La niebla del anochecer se extendía en jirones sobre el campo. Al emerger, los peces picoteaban la superficie del lago. Al ponerse el sol, los alerces proyectaban sombras de una milla a través de la pradera dorada. Leños aserrados descansaban junto a la puerta del cobertizo, jardineras de geranios adornaban las ventanas. Pym pensó de nuevo en Sabina. Sus flancos envolventes, los espacios amplios de su espalda.

–Lo que voy a decirte no se lo he dicho a ningún inglés. Tengo en Praga a un hermano pequeño que se llama Jan. Si se lo dices a Membury me despedirá inmediatamente. Los ingleses no nos permiten tener familiares próximos dentro de un país comunista. ¿Comprendes?

Sí, Sabina, comprendo. He visto la luz de la luna sobre tus pechos, tu humedad está en mis labios, se me adhiere a los párpados. Comprendo.

–Escucha. Mi hermano me ha enviado un mensaje para ti. Sólo para Pym. Confía en ti gracias a mí y porque le he dicho solamente cosas buenas sobre ti. Tiene un amigo que quiere marcharse. Este amigo es un hombre muy dotado, muy brillante, con acceso a altas esferas. Te traerá muchos secretos de los rusos. Pero antes tienes que inventar una historia para explicarle a Membury cómo has obtenido esta información. Eres inteligente. Sabes inventar muchas historias. Ahora tienes que inventar una para mi hermano y su amigo.
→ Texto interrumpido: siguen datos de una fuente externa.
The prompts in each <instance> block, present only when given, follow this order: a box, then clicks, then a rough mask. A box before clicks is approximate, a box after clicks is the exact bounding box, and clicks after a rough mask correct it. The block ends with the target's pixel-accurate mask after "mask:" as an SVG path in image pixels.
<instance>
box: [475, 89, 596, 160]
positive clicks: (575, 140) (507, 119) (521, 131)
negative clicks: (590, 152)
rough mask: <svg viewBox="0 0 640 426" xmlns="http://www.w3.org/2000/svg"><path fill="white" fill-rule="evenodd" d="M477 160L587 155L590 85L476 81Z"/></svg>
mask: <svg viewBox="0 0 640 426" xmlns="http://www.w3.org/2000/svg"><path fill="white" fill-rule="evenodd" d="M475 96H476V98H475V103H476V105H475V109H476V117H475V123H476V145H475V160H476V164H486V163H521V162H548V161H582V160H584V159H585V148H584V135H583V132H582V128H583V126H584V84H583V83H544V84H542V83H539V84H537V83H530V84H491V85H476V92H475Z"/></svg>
Sí, Sabina. Puedo inventar. Por ti y tu querido hermano puedo inventar un millón de historias. Dame mi pluma, Sabina. ¿Dónde has dejado mi ropa? Ahora arranca una hoja de papel de tu diario e inventaré una historia sobre un desconocido que me telefoneó al Weisses Ross y me hizo una proposición irresistible.

Pym desabotonó el
loden.
«Desenfunda siempre de través -le había aconsejado el instructor de armas en el pequeño y triste depósito de Sussex donde le habían enseñado a combatir el comunismo-. Te proporciona una mayor protección si el otro dispara primero.» Pym no estaba seguro de que fuese un buen consejo. Probó la puerta y estaba cerrada. Dio la vuelta al cobertizo, intentando encontrar un sitio por donde mirar dentro.

–Su información será valiosa para ti -había dicho Sabina-. Te hará muy famoso en Viena, y a Membury también. La buena información sobre Checoslovaquia es extremadamente rara en la Div Int. Casi siempre procede de los americanos, y por lo tanto llega corrompida.

El sol se había puesto y oscurecía aprisa. Pym oyó el aullido de un zorro al otro lado del lago. En la trasera del cobertizo había hileras de gallineros, y la paja de dentro estaba limpia. Gallinas en tierra de nadie, pensó frívolamente. Huevos sin nacionalidad. Las gallinas estiraron el cuello hacia él y desplegaron las plumas. Una garza gris alzó el vuelo desde el lago y voló hacia las colinas. Pym regresó a la fachada frontera del cobertizo.

–¡Kaufmann!

–¿Señor?

Les separaba una distancia de cien metros, pero su voz estaba tan próxima como unos amantes en la quietud crepuscular.